Während des Krieges in der Ukraine hat die Europäische Union die bis dahin geltenden Steuern auf den Import ukrainischer Produkte in EU-Mitgliedsländer abgeschafft. Die bis zu diesem Zeitpunkt geltenden Steuern mussten Lebensmittelproduzenten aus der Ukraine zahlen, weil sie nicht zur EU gehörten. Die Agrarproduktion in der Ukraine ist aus mehreren Gründen ungleich billiger. Zum einen erhalten die Beschäftigten in der ukrainischen Landwirtschaft viel geringere Löhne als die Landarbeiter in der EU. Zum anderen können die in der Ukraine herrschenden Agrobusinesskonzerne einheimischer Oligarchen schon seit der Unabhängigkeit des Landes ihre Erzeugnisse mittels einer ungleich größeren Flächenproduktion erwirtschaften. 

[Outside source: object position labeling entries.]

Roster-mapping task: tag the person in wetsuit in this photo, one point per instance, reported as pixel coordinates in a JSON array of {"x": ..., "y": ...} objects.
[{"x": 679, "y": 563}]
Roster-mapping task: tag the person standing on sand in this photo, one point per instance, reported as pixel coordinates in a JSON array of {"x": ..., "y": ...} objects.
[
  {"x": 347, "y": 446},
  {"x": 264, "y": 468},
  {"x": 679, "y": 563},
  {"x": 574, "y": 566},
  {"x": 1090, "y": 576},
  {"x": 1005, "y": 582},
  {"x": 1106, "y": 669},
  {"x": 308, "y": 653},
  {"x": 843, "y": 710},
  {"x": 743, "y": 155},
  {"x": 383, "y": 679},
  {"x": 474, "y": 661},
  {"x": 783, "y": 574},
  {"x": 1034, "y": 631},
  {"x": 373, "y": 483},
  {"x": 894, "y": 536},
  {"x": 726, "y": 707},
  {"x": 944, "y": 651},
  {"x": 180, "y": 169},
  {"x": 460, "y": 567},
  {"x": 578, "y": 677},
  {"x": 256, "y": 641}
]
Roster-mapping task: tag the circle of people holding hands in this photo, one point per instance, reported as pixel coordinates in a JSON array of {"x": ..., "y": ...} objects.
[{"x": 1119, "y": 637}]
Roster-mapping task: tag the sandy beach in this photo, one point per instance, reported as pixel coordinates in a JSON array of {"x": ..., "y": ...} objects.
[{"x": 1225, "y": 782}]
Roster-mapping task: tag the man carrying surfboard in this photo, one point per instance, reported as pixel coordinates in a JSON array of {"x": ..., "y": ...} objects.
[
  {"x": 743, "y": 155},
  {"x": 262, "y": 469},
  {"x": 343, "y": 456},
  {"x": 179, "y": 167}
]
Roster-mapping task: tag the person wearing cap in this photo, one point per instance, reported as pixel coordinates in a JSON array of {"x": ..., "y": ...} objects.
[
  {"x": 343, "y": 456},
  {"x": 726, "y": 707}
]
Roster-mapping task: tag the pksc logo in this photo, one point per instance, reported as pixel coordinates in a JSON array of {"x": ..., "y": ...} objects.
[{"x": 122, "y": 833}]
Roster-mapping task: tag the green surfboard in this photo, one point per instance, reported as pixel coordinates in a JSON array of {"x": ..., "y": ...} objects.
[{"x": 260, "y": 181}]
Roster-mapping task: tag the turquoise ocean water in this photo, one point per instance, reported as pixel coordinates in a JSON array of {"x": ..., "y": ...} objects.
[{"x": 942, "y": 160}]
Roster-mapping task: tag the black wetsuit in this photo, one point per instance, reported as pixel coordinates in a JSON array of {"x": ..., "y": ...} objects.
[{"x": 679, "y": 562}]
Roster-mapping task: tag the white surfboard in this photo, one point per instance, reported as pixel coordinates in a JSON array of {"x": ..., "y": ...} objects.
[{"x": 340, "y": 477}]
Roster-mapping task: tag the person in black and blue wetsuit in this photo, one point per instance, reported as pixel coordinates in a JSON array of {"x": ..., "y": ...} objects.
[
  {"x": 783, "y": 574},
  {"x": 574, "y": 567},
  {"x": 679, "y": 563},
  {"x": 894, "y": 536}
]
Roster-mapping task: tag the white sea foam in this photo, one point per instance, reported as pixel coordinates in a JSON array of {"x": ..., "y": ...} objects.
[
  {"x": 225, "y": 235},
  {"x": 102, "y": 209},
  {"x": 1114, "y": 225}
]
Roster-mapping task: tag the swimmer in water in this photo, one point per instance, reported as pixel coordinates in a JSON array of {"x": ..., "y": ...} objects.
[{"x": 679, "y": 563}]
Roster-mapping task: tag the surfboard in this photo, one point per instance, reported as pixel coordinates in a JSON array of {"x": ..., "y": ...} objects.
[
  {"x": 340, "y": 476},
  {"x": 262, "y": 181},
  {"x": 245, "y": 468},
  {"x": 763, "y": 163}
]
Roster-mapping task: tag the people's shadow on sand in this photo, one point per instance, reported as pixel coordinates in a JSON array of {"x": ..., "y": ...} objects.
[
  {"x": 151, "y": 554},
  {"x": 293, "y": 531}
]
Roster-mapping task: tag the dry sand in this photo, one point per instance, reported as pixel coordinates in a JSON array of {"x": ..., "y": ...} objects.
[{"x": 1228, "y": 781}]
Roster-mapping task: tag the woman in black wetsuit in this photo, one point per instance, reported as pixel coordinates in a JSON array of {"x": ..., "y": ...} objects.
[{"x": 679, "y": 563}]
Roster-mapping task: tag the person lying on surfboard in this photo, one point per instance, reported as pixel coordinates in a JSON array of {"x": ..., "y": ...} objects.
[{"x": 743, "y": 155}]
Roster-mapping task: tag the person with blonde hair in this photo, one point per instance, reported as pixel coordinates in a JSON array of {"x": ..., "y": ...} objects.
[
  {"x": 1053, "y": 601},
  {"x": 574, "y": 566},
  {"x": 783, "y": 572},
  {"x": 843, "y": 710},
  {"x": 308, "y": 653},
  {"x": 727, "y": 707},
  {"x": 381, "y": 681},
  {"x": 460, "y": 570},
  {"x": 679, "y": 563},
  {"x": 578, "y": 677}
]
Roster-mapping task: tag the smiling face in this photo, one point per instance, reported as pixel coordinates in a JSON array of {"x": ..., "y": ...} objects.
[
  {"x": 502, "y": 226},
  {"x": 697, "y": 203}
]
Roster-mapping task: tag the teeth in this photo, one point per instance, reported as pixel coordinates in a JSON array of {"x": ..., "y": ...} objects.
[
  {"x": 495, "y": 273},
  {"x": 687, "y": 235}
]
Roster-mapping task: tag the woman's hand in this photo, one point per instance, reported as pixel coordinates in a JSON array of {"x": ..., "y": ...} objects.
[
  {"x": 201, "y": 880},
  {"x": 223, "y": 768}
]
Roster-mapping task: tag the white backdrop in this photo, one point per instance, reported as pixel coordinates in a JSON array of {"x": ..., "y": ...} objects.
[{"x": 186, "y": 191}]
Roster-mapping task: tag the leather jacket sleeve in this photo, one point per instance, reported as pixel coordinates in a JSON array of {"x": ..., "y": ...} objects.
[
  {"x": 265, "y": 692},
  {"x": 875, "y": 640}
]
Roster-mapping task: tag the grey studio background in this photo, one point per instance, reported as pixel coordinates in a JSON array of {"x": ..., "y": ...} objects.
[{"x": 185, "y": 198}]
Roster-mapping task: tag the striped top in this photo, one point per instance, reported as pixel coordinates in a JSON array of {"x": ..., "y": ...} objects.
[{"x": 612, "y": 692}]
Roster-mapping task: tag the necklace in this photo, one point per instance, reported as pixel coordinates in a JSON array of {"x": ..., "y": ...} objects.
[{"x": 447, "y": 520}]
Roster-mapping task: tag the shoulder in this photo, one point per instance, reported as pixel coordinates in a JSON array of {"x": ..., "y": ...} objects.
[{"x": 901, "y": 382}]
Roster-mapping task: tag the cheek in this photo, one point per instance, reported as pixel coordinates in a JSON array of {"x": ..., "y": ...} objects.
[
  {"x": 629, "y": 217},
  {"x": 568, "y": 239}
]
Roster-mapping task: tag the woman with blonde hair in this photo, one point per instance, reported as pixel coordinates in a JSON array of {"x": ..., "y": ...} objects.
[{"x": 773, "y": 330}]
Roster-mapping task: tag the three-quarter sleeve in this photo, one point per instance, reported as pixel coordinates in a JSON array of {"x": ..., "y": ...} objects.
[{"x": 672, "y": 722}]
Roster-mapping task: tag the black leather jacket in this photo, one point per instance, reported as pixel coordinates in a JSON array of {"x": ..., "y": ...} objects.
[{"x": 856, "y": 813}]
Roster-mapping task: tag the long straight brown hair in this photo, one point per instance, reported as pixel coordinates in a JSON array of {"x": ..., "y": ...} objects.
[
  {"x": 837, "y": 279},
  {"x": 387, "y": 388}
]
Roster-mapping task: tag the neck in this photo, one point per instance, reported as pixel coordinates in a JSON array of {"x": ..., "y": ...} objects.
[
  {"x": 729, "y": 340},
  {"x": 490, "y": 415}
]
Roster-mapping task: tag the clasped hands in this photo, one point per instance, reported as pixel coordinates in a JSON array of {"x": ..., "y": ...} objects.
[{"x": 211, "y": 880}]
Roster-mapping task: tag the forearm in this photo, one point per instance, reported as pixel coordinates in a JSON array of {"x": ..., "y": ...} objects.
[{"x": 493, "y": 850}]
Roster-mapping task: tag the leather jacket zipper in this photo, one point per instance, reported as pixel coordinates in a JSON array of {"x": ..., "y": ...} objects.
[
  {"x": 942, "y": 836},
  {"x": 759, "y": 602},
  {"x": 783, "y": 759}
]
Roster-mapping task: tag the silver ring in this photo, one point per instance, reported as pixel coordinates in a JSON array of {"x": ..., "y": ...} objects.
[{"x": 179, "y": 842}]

Mit der Unabhängigkeit der Ukraine erhielten rund 5 Millionen ukrainische Bauern jeweils durchschnittlich 3 – 4 Hektar Land zugeteilt. Da diese Fläche für einen landwirtschaftlichen Betrieb zu klein ist, verpachten viele Bauern ihr Land zu Billigstpreisen an einheimische Oligarchen, die daraufhin mehrere hunderttausend Hektar bewirtschaften können. Einer der größten ukrainischen Unternehmer pachtet zum Beispiel die Riesenfläche von 500.000 Hektar von den Kleinbauern. Diese Oligarchen überlassen die Bewirtschaftung des Landes hauptsächlich US-amerikanischen Großkonzernen, wie zum Beispiel dem US-Landmaschinenhersteller John Deer, dem Saatgutproduzenten Monsanto-Bayer oder dem Getreidehandelskonzern Cargill. Cargill hat den internationalen Getreidehandel – auch aus der Ukraine – weitgehend in der Hand,
bestimmt also auch im Wesentlichen die Preisgestaltung.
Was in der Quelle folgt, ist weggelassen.